The two other histologic subtypes of cataract, anterior subcapsular cataract and posterior subcapsular cataract are caused by abnormalities in the anterior lens epithelium. Anterior subcapsular cataract is marked histopathologically by a white plaque of dense collagenous connective tissue that forms beneath the anterior lens capsule (Fig. 7-8). Contraction of the fibrous tissue causes characteristic sinuous folds in the anterior capsule (Fig. 7-8B). The subcapsular collagen is synthesized by lens epithelial cells. The cells are found within the plaque surrounded by capsules of basement membrane material that evidence their lens epithelial lineage (Fig. 7-8C). In some instances, a second, delicate, new layer of lens capsule is found beneath the anterior subcapsular fibrous plaque. This is made by lens epithelial cells that have migrated beneath the plaque. Adhesions between the iris and lens (posterior synechiae) and/or anterior segment inflammation often stimulates the proliferation and fibrous transformation of the lens epithelium. Although anterior subcapsular cataracts frequently are found in blind painful eyes in the ophthalmic pathology laboratory, they are not observed clinically very often because they typically are obscured by posterior synechiae and pupillary membranes. Capsular fibrosis, which causes posterior capsular opacification and wrinkling after planned extracapsular cataract surgery, reflects an identical process of lens epithelial proliferation and fibrous transformation (Fig. 7-9A,B).
In posterior subcapsular cataract, lens epithelial cells migrate posteriorly beneath the lens capsule behind the lens equator where the monolayer of anterior lens epithelium normally terminates. Noxae such as inflammation or ciliary body tumors stimulate the abnormal epithelial migration. Situated aberrantly at the posterior pole of the lens, the lens epithelial cells attempt to form new secondary lens fibers, but abortive lens fibers called Wedl or bladder cells result (Fig. 7-10).

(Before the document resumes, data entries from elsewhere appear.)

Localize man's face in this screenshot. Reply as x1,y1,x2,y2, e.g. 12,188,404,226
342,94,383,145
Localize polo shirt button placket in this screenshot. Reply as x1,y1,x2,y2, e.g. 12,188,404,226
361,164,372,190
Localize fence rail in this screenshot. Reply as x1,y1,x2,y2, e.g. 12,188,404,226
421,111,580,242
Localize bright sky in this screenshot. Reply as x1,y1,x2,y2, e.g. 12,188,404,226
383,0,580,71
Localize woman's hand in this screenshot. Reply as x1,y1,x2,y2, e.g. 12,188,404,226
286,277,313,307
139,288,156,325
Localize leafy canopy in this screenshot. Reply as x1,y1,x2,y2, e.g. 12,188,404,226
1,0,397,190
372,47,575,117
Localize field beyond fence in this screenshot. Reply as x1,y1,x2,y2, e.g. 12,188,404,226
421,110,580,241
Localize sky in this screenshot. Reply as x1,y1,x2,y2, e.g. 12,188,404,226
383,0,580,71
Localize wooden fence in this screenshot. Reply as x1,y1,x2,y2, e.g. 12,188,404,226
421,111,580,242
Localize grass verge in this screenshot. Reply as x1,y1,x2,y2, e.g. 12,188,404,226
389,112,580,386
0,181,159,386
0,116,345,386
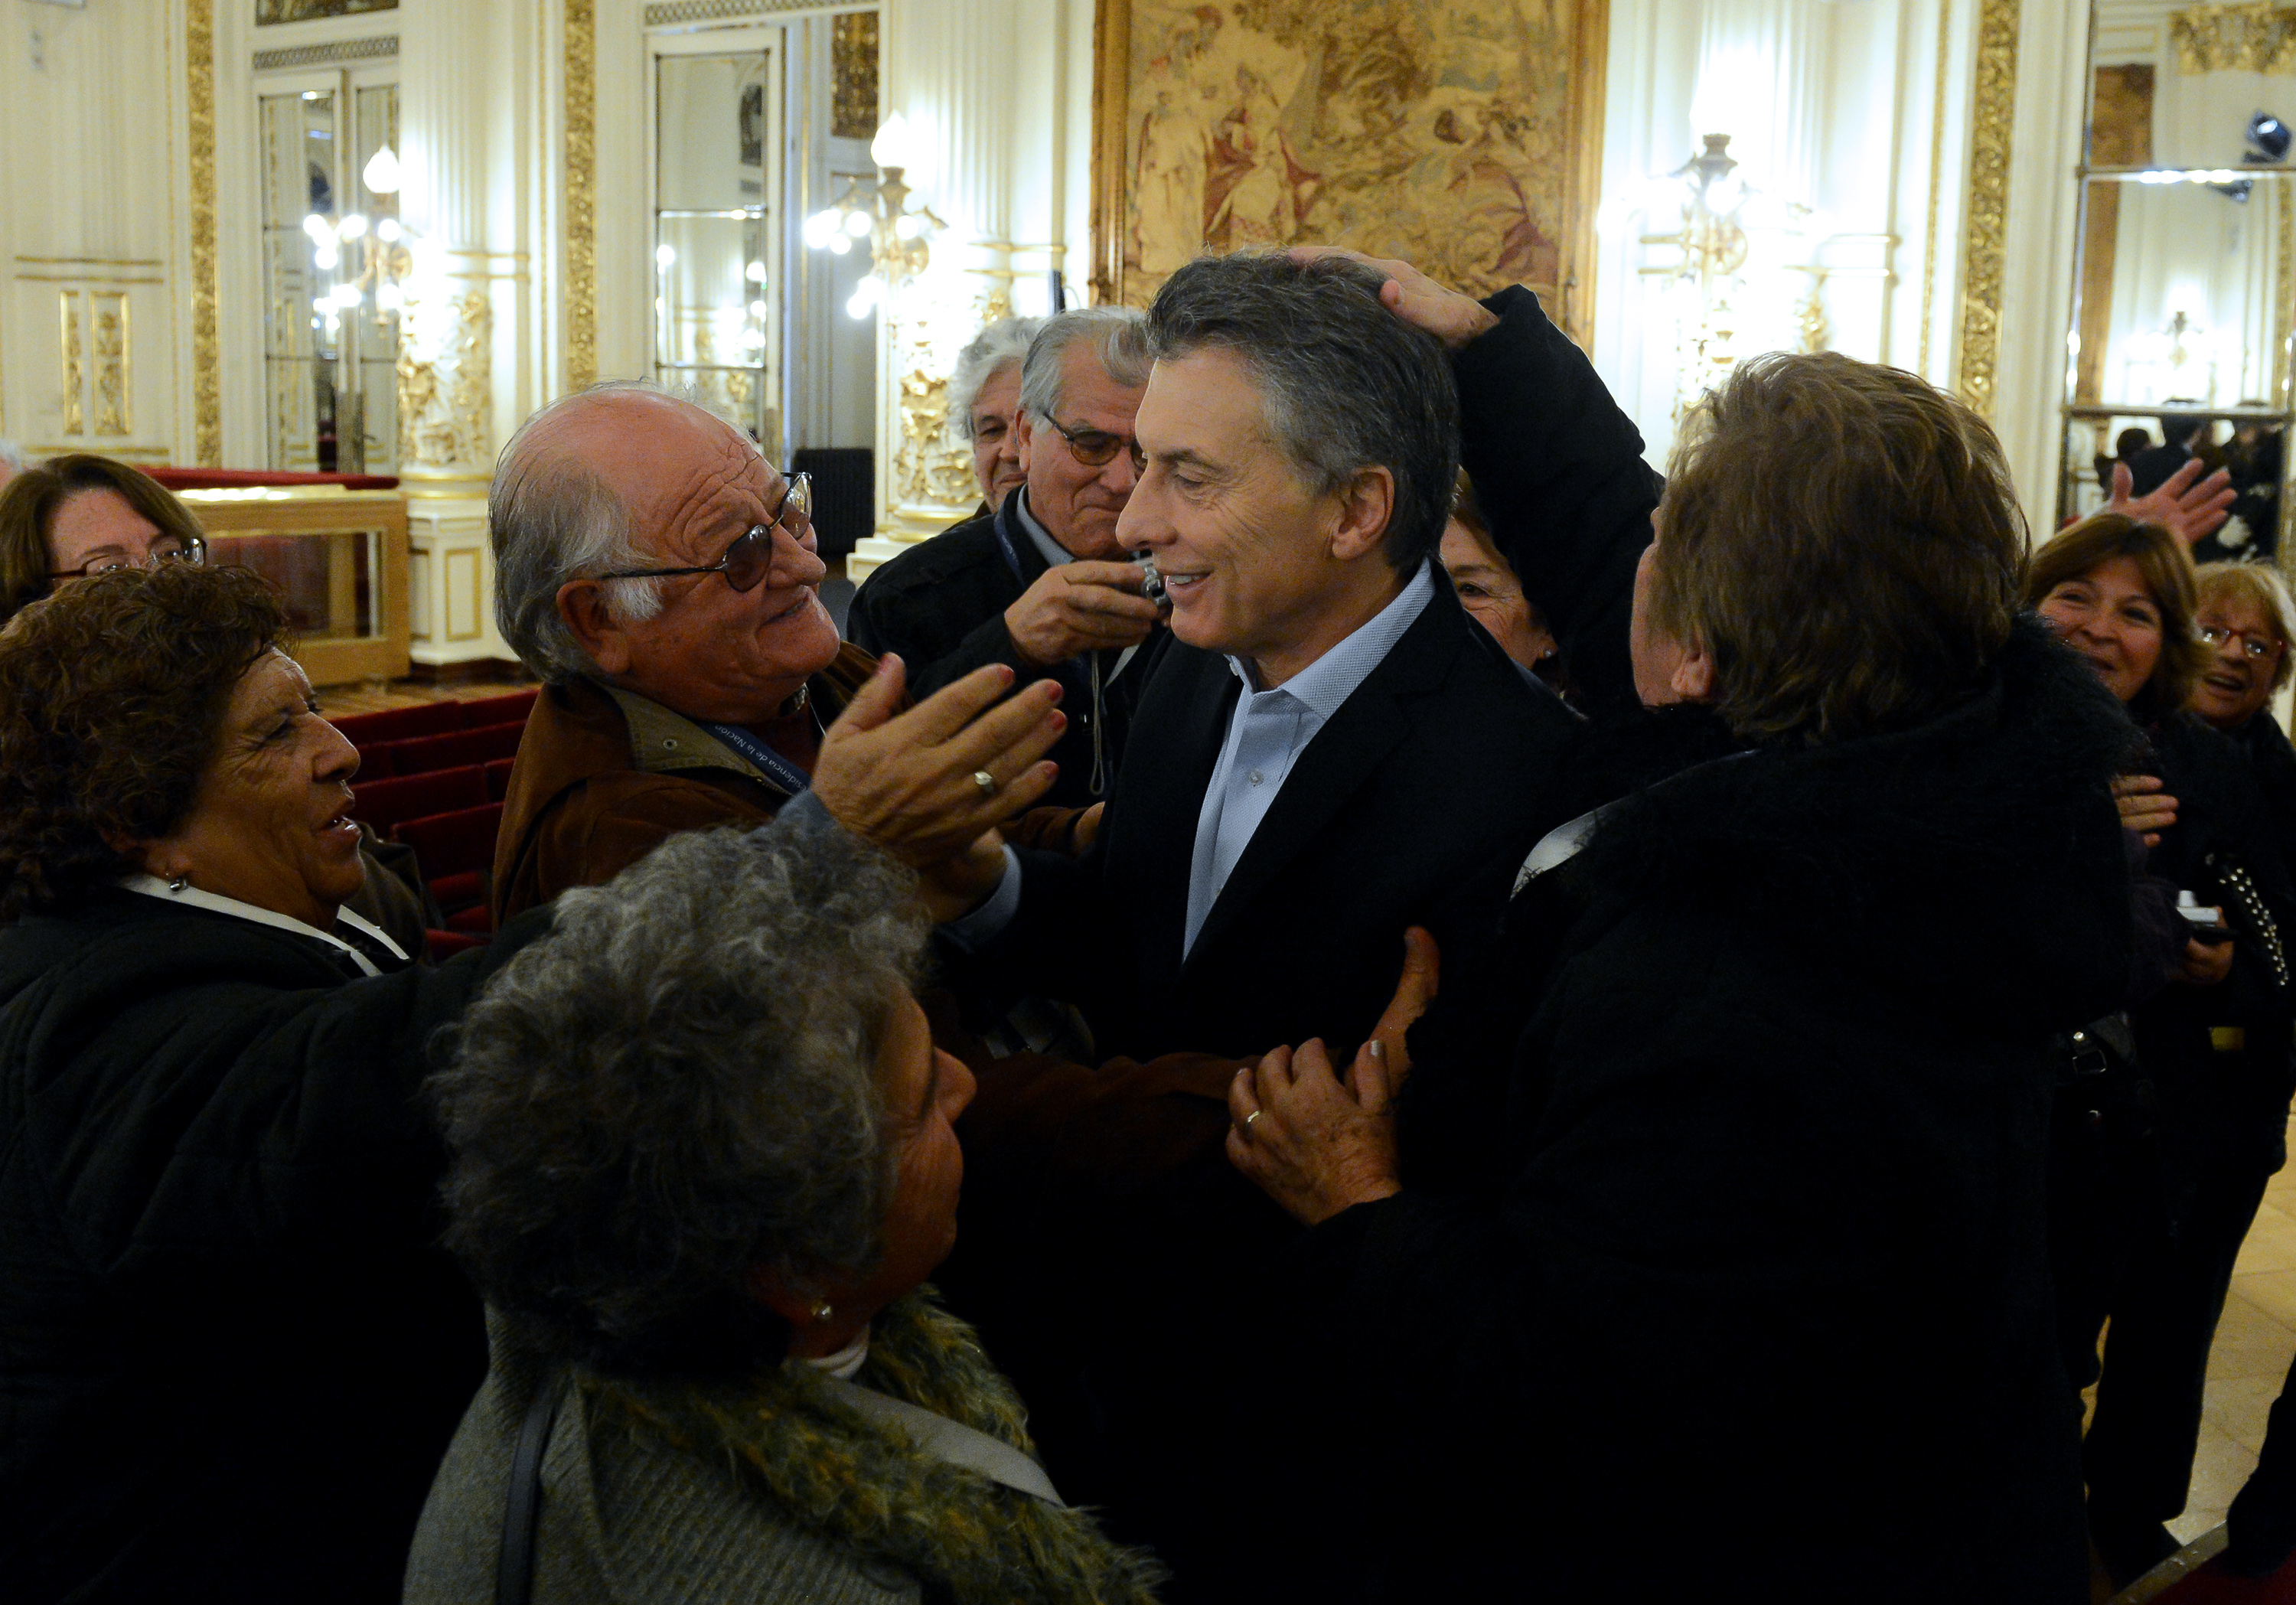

Filled with lens protein, the Wedl cells are large and round or oval and have a single nucleus. Posterior subcapsular cataracts tend to interfere with near vision early because the opacity is located near the nodal point of the eye’s visual system. Patients with posterior subcapsular cataract also are prone to develop severe glare symptoms, especially during night driving. The nuclei of bladder or Wedl cells serve to distinguish them from morgagnian globules, which are round anucleate spherules of degenerated lens protein.